7. Combine .hdf into .vrt

The satellite data is composed of small .hdf files that contain part of the global map. We need to combine these into a single map (per year of data) for further analysis.

7.1. Virtual Dataset (VRT)

Gdal VRT’s are “a mosaic of the list of input GDAL datasets” (https://gdal.org/programs/gdalbuildvrt.html). Essentially this stiches together the individual .hdf files and allows further GDAL operations on the data.

7.2. Scripts

7.2.1. make_vrt_per_year.sh

Loops over years 2001 to 2018, creates a list of MODIS tiles for the given year and stiches those together into a single virtual data set for each year.

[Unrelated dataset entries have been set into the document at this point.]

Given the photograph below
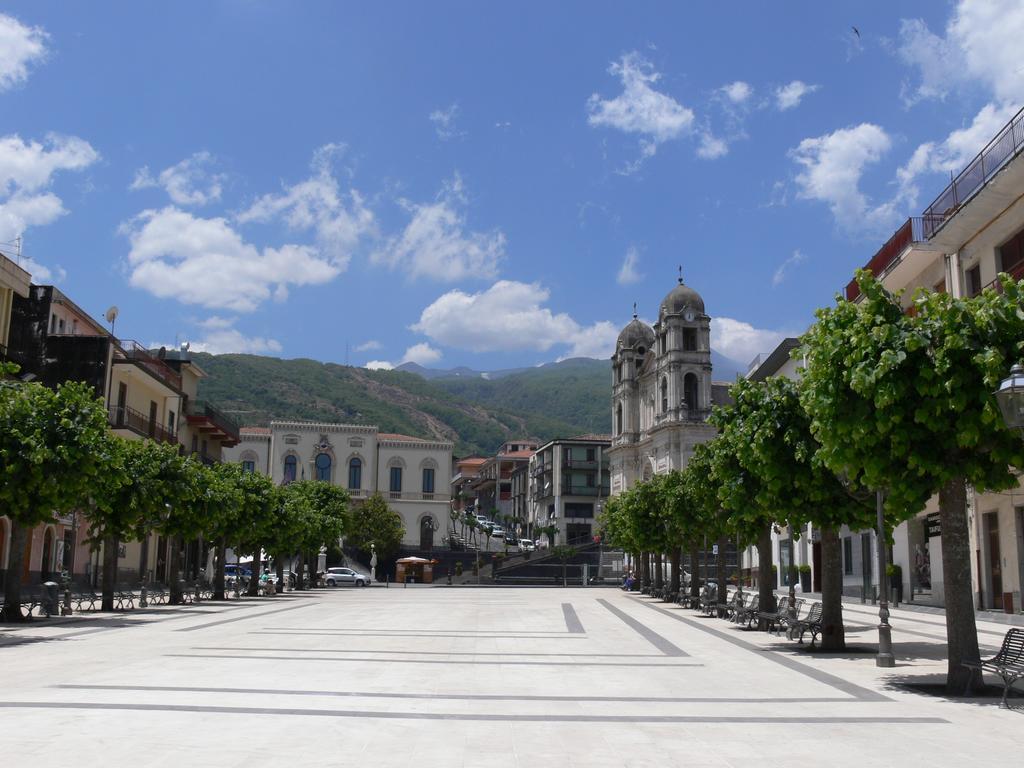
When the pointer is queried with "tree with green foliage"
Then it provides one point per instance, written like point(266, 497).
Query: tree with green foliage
point(52, 448)
point(376, 525)
point(902, 402)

It extracts only sub dataset 1, i.e. the IBGP classification sub dataset (see MODIS docs or use ‘gdalinfo <path/to/modis/hdf/file>’).

7.3. Input required

  • Downloaded .hdf files

  • Location of the folder that contains these files

  • Location and names for list of files output and vrt output

7.4. Output generated

  • GDAL .vrt files that contain the MODIS data for year X, stiched together into a single map.

7.5. Notes

  • Python can read .vrt files (source: https://jgomezdans.github.io/stitching-together-modis-data.html)

import numpy as np
import matplotlib.pyplot as plt
from osgeo import gdal

g = gdal.Open ( "mosaic_sinu.vrt" ) # Open file
data = g.ReadAsArray() # Read contents
mdata = np.ma.array ( data, mask=data>30000 ) # Mask data
cmap = plt.cm.jet # Set colormap
cmap.set_bad ( 'k' ) # Set masked values to black
# Next line scales the GPP data by 0.0001 to get the right units
# and plots it.
plt.imshow ( mdata*0.0001, interpolation='nearest', vmax=0.007, cmap=cmap)
plt.colorbar ( orientation='horizontal' )